Merge sort, quick sort O(nlogn)

But some of you might be asking, these advanced sorting algorithms that we’re talking about, merge sort or quicksort, they don’t have 2 to the N, they have order N log N.

function mergeSort(arr, l, r) {
    if (l >= r) {
        return;
    }
    let mid = (l+r)/2
    mergeSort(arr, l, mid)
    mergeSort(arr, mid+1, r)
    merge(arr, l, mid, r)
}
Copy the code

That’s because in our previous example, we had a depth of N for the whole tree, and in these sort searches, we actually had a depth of logn for the trees.

So how do you calculate the complexity of merge sort and quicksort?

In these sorting algorithms, the size of the data we process at each node is progressively smaller. In our previous example, each of these nodes handled the same amount of data, even though they were all 1, so you can see on the right, I’ve drawn it. For merge sort, what does the recursion tree look like when we sort eight numbers.

When our array length is 8, the node tree is as follows: there are logn levels, and again, O(n) level algorithms for each level of nodes. So, the total algorithm complexity is order nlogn.

At the root, we’re dealing with eight elements, and then we split it in two, four elements per node, two elements per node, and then we split it in two, and then we’re dealing with one element per node, and when we’re dealing with one element, we don’t have to deal with one element, because one element doesn’t have to be sorted.

So when we have eight elements, first of all this tree has not eight levels, it has three. And the scale of data processed by each node is getting smaller and smaller.
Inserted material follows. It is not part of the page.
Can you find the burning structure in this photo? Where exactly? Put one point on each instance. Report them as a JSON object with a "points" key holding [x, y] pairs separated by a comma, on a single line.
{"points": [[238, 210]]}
So, where did this n log n come from? We have logn levels.

  • At the first level, only one node holds this element.

  • At the second level, although it’s split into two nodes, each node only has four elements, and the total is still eight.

  • At the third level, there are actually four twos, but again, each node is an O(n) algorithm.

So in general, at each level, we’re dealing with order n, and there are logn levels at this level, and you multiply them to get order n logn.

In fact, such a recursion tree is a divide-and-conquer algorithm. And because of that, we usually design divide-and-conquer algorithms with n log N time complexity.

The recursion case we analyze here basically covers most of the techniques used in recursive time and complexity analysis. If some of you are interested in more complicated cases, you can look at the master theorem. The master theorem is a formula that generalizes all the cases of time and complexity for recursive functions. A recursive function divides the entire data into several pieces, depending on the time and complexity of each piece. For different cases, the master theorem gives the answer. (But the concept of the master theorem isn’t usually asked in an interview, either.)